# A few Jobseekers Benefit Queries



## familyguy (11 Apr 2011)

Hi

I was recently made redundant after over 5 yrs in permanent employment.

As a result of losing my job I have moved back to my family home ina nother county and am about to seek jobseekers benefit for the first time.

I received an ex gratia payment aswell as my statutory redundancy, 
a) do I need to declare this and if I don't is it something they could tax me for again in the future. The money I received was tax free as was my redundancy cheque of course.
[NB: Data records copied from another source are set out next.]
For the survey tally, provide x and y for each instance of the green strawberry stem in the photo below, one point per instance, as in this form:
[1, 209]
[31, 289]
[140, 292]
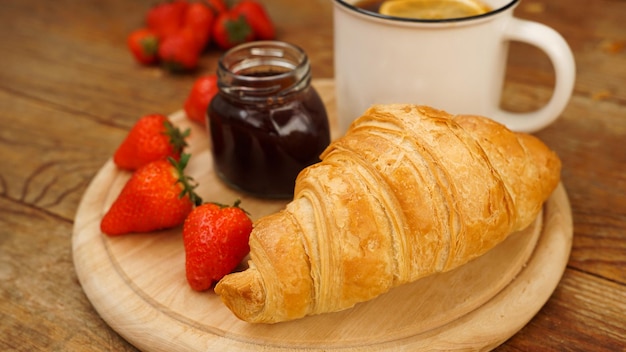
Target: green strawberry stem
[177, 137]
[187, 182]
[235, 205]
b) also how important are the application form questions such as "how number of hours work would you accept?" and " would you accept any other type of work"?
are these q's important and what would you recommend I put in order to receive the full benefit that should be available to me?

thanks


----------



## Welfarite (12 Apr 2011)

You must declare the redundancy which will show upm anyhow on the P45. Did you read the keypost at top of the thread regarding affects of redundancy on JB? Ther questions re hours worked/sought etc. are to determine that you are looking for full-time work, which is important as JB is not payable unless you are.


----------



## 149oaks (12 Apr 2011)

Welfarite
Could you confirm for me how the redundancy figure used for disqualification is arrived at. Is it 
a. the total of statuatory plus ex-gratia? or 
b. ex-gratia only? or 
c. the taxable value of a? or
d. the taxable vaule of b?

Thanks


----------



## dereko1969 (12 Apr 2011)

familyguy said:


> Hi
> 
> I was recently made redundant after over 5 yrs in permanent employment.
> 
> ...


 
Sorry, am I missing something, as far as I know you can't claim Irish Job seekers benefit if you're not living in the country.


----------



## stephnyc (12 Apr 2011)

*"ina nother county"*
County, not country?


----------



## Guest105 (12 Apr 2011)

dereko1969 said:


> Sorry, am I missing something, as far as I know you can't claim Irish Job seekers benefit if you're not living in the country.


 
If you are moving to another EU country you can get your benefit transferred for a short period but there are certain conditions.
http://www.citizensinformation.ie/e..._abroad/working_abroad/working_in_the_eu.html


----------



## dereko1969 (13 Apr 2011)

stephnyc said:


> *"ina nother county"*
> County, not country?


 
doh! well in fairness to me, the other county is irrelevant really that's why i presumed it was another country.



cashier said:


> If you are moving to another EU country you can get your benefit transferred for a short period but there are certain conditions.
> http://www.citizensinformation.ie/e..._abroad/working_abroad/working_in_the_eu.html


 
yes, but you have to sign on here first which the OP hasn't done.


----------



## Welfarite (15 Apr 2011)

149oaks said:


> Welfarite
> Could you confirm for me how the redundancy figure used for disqualification is arrived at. Is it
> a. the total of statuatory plus ex-gratia? or
> b. ex-gratia only? or
> ...


Queries addressed to persoanl contributors are a no-no and not replied to. Read the key post yourself.


----------



## dominika (20 Apr 2011)

*How to get Job Seeker Benefit?*

Hello guys I will appreciate any help:
I am on a very low wages (340 euros for basic 39 hours) my husband has almost the same. We have two children 15 years and 1,5. I am paying for creche 150 a week.
I wont to leave my job and to go to college but for getting Back to School Allowance I should be on Job Seeker Benefit for 9 months. 
But how to get Job Seeker Benefit without disqualification period? Our low income doesn't let us stay without any payment for 9 weeks?


----------



## Ann1 (20 Apr 2011)

dominika said:


> Hello guys I will appreciate any help:
> I am on a very low wages (340 euros for basic 39 hours) my husband has almost the same. We have two children 15 years and 1,5. I am paying for creche 150 a week.
> I wont to leave my job and to go to college but for getting Back to School Allowance I should be on Job Seeker Benefit for 9 months.
> But how to get Job Seeker Benefit without disqualification period? Our low income doesn't let us stay without any payment for 9 weeks?



You cannot get BTEA payment if you are going directly from paid employment to study. This payment is for people who are unemployed over a  long period of time and are going back to education to improve their chances of gaining full time employment. You can apply for a grant which I believe is means tested.


----------